Enhancing Spectrometer Performance with Unsupervised Machine Learning

• Published in: The journal of physical chemistry. B Vol. 128; no. 42; pp. 10397 - 10407
• Main Authors: Harding, Benjamin D., Hu, Ziling, Hiett, Ashley, Delaglio, Frank, Henzler-Wildman, Katherine A., Rienstra, Chad M.
• Format: Journal Article
• Language: English
• Published: United States American Chemical Society 24.10.2024
• Subjects: Algorithms; B: Biophysical and Biochemical Systems and Processes; data collection; instrumentation; magnetic fields; membrane proteins; nuclear magnetic resonance spectroscopy; Nuclear Magnetic Resonance, Biomolecular; physical chemistry; Principal Component Analysis; spectrometers; Unsupervised Machine Learning
• ISSN: 1520-6106; 1520-5207; 1520-5207
• DOI: 10.1021/acs.jpcb.4c05109

Solid-state NMR spectroscopy (SSNMR) is a powerful technique to probe structural and dynamic properties of biomolecules at an atomic level. Modern SSNMR methods employ multidimensional pulse sequences requiring data collection over a period of days to weeks. Variations in signal intensity or frequency due to environmental fluctuation introduce artifacts into the spectra. Therefore, it is critical to actively monitor instrumentation subject to fluctuations. Here, we demonstrate a method rooted in the unsupervised machine learning algorithm principal component analysis (PCA) to evaluate the impact of environmental parameters that affect sensitivity, resolution and peak positions (chemical shifts) in multidimensional SSNMR protein spectra. PCA loading spectra illustrate the unique features associated with each drifting parameter, while the PCA scores quantify the magnitude of parameter drift.
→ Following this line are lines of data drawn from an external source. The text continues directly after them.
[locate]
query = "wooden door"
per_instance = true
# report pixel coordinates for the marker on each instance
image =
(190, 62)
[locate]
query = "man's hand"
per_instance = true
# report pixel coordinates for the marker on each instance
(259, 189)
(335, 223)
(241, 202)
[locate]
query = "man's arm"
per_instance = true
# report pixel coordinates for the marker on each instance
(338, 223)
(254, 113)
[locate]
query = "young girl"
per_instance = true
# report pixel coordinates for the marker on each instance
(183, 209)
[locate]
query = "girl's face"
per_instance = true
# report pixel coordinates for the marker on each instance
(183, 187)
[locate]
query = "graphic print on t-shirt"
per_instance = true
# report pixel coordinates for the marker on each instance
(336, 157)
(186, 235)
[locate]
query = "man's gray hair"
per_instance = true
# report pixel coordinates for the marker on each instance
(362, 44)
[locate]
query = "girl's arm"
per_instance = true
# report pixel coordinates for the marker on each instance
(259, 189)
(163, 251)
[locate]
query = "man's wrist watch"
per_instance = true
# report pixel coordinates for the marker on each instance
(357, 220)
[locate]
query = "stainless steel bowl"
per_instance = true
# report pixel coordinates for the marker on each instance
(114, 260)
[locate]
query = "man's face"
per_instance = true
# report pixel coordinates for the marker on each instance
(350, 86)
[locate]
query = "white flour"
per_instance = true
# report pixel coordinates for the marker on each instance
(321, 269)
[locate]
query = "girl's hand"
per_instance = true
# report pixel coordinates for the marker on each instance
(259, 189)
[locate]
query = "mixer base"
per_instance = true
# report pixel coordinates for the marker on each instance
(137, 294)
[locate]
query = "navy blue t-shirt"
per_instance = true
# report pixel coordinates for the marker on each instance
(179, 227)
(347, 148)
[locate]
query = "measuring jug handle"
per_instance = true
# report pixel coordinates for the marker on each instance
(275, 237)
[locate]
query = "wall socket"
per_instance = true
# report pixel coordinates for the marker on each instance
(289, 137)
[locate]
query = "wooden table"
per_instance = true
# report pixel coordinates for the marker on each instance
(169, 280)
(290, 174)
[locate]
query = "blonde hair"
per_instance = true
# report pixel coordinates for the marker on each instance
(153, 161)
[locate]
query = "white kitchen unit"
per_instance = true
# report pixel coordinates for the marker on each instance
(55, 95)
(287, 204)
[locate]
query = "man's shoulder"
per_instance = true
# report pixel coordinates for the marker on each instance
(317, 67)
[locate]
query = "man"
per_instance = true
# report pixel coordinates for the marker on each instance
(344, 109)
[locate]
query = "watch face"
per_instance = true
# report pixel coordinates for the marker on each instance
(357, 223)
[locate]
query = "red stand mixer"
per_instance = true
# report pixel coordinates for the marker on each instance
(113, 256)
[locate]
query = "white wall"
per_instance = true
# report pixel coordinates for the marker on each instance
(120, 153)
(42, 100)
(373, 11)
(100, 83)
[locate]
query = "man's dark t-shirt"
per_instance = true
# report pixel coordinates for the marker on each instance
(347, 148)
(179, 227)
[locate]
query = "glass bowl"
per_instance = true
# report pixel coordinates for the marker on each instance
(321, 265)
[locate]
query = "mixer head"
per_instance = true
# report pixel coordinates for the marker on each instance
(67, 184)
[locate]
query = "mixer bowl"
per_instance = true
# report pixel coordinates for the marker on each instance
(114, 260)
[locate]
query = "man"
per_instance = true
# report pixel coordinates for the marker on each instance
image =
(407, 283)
This is demonstrated both for double (HC) and triple resonance (HCN) experiments. Furthermore, we apply this methodology to identify magnetic field B 0 drift, and leverage PCA to “denoise” multidimensional SSNMR spectra of the membrane protein, EmrE, using several spectra collected over several days. Finally, we utilize PCA to identify changes in B 1 (CP and decoupling) and B 0 fields in a manner that we envision could be automated in the future. Overall, these approaches enable improved objectivity in monitoring NMR spectrometers, and are also applicable to other forms of spectroscopy.